Die Weltmeisterschaft gucken oder nicht gucken? Begeisterung oder Boykott? Vor dieser schweren Entscheidung stehen Millionen Fußballfans. Was tun?

Kann ich die Weltmeisterschaft nun gucken oder nicht? Voller Begeisterung und guten Gewissens den Fußball-Highlights entgegenfiebern? Oder gilt es, das umstrittene Turnier in Katar konsequent zu boykottieren?

Es ist ein Dilemma, vor dem Millionen Fußballfans in Deutschland stehen. Die Berichte über verstorbene Arbeitsmigranten, fehlende Menschenrechte sowie Feindlichkeit gegenüber Homosexuellen im Emirat und eine undurchsichtige Turniervergabe durch die Fifa überschatten die Vorfreude auf die Weltmeisterschaft.

Fanvertreter: "Ich werde keine Minute schauen"

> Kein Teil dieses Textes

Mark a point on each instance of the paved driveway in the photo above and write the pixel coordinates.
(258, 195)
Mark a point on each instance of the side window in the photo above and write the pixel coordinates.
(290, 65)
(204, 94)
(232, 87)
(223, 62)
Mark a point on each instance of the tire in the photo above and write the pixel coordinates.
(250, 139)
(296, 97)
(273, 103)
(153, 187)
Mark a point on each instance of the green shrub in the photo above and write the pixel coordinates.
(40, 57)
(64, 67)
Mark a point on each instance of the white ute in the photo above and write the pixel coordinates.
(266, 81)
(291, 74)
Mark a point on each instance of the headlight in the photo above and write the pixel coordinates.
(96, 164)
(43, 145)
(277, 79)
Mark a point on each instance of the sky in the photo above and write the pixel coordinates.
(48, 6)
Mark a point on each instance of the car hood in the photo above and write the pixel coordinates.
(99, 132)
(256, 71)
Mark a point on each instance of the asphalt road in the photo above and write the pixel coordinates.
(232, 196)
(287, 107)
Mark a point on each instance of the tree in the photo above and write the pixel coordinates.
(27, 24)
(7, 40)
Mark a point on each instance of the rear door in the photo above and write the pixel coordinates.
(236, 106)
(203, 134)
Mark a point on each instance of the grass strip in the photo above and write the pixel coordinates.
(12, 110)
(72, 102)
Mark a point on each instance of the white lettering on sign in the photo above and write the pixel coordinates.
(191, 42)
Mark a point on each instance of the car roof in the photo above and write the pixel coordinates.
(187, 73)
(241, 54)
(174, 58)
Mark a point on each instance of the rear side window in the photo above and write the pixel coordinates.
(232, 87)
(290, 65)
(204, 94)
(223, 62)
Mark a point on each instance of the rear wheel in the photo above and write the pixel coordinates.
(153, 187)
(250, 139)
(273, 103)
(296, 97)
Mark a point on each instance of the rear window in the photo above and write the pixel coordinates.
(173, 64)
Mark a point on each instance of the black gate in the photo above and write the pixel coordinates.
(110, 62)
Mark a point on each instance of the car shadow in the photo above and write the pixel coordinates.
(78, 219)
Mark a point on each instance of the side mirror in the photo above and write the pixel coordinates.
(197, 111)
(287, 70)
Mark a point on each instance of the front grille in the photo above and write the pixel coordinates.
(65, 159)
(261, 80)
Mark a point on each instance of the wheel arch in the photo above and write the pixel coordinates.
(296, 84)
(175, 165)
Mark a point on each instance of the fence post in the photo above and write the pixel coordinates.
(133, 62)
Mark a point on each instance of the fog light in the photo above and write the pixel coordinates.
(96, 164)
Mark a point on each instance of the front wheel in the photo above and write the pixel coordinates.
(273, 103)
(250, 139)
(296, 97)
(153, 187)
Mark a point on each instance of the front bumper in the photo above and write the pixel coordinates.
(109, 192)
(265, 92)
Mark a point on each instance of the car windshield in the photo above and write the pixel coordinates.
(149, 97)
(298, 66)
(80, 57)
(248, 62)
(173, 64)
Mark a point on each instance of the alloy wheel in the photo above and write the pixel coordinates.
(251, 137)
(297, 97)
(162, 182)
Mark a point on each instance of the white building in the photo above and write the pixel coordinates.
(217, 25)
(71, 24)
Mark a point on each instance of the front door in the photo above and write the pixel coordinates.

Dario Minden vom Verbund "Unsere Kurve" hat eine klare Meinung. "Ich werde keine Minute schauen und freue mich über alle, die es genauso halten, aber ich fände es verkehrt, den Leuten eine Moralpredigt zu halten, weil sie die Spiele schauen", sagte er gut eine Woche vor WM-Start im t-online-Interview. Am 15. Bundesliga-Spieltag, dem letzten vor der WM-bedingten Winterpause, dominierten in den deutschen Stadien die "Boycott Qatar"-Schilder der Fans auf den Rängen.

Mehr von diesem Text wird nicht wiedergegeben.